Au centre de ce mécanisme, la notion de mesure de l’impact social qui permet de définir sur quels objectifs précis, l’action est considérée comme réussie. L’attente de ces résultats pré-définis déclenche le paiement (et le calcul des intérêts) pour les investisseurs.
La notion de mesure d’impact social est donc intimement liée à ce mécanisme financier. Or, aujourd’hui, mesurer l’impact social est devenu une injonction courante des financeurs tant publics que privés.
Ce mot entre de plus en plus dans le langage courant des associations, s’invite comme une évidence pour réussir à faire la preuve que l’action est efficace.

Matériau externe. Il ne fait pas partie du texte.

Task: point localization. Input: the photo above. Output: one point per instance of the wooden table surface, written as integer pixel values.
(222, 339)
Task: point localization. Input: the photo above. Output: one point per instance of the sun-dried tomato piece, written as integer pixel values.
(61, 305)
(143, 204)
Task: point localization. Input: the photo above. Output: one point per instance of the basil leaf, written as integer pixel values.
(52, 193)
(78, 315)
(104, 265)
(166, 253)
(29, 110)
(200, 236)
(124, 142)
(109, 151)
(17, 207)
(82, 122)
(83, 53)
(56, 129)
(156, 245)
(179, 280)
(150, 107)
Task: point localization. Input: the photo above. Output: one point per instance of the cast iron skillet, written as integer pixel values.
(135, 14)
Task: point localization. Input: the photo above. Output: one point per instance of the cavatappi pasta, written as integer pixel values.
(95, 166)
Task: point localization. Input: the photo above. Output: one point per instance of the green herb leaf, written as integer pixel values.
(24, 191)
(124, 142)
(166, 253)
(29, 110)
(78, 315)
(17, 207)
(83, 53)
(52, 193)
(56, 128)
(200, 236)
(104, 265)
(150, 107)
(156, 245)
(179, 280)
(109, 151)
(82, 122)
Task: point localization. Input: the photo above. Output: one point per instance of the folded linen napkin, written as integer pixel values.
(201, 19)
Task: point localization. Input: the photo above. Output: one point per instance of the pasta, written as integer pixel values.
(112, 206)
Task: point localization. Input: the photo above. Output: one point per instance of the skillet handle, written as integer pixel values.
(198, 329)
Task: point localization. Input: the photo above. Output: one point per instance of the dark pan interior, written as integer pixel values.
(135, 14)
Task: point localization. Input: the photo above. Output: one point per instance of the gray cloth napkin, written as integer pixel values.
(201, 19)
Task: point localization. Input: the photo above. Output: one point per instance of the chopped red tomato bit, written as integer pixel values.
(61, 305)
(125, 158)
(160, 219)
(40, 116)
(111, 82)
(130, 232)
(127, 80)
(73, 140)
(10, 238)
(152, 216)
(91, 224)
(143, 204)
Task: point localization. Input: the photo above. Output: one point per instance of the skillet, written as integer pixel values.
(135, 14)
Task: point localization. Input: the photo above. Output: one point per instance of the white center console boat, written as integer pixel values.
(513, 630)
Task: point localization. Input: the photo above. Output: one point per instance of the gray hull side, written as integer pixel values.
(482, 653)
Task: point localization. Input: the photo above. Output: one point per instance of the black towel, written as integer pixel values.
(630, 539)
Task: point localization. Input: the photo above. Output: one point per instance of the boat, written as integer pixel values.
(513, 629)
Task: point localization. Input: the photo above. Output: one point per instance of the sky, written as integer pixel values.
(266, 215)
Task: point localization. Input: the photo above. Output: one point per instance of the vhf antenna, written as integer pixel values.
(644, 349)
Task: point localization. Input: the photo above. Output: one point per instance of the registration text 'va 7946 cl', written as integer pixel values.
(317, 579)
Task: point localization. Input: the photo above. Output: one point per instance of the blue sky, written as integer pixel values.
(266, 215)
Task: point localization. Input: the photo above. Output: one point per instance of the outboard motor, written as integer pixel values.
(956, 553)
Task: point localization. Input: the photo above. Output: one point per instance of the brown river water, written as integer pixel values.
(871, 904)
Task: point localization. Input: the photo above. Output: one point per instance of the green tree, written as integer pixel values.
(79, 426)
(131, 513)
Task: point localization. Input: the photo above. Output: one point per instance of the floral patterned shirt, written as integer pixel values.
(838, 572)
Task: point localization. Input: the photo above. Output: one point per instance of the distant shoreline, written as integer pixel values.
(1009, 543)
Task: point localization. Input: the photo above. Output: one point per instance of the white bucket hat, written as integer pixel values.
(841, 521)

Toute une dynamique se développe pour rendre cette notion culturellement acceptable : colloque, journée d’étude, webinaire… L’État encourage aussi cette tendance, un très récent rapport gouvernemental intitulé « évaluation des actions associatives » encourage l’utilisation de la mesure d’impact social. Il est sorti au mois d’avril dernier, écrit entre autre par le cabinet de conseil KPMG, un des cabinets qui accompagne les investissements à impact social en France.
La mesure d’impact s’impose donc comme incontournable et neutre pour rendre visible l’utilité sociale des associations. En réalité rien de moins neutre que cette notion qui permet la marchandisation tranquille de l’action associative et dépolitise tout le secteur de l’action associative.
Face à cela, nous avons construit au CAC un observatoire de la marchandisation de l’action associative et de l’investissement à impact social, un espace qui peut aussi être un lieu de mobilisation commune entre associatifs et politiques.
Ces trois axes sont donc les vecteurs d’un affaiblissement du monde associatif qui, à mon sens, affaibli dans le même temps les espaces possibles de rencontre des citoyens avec la politique ».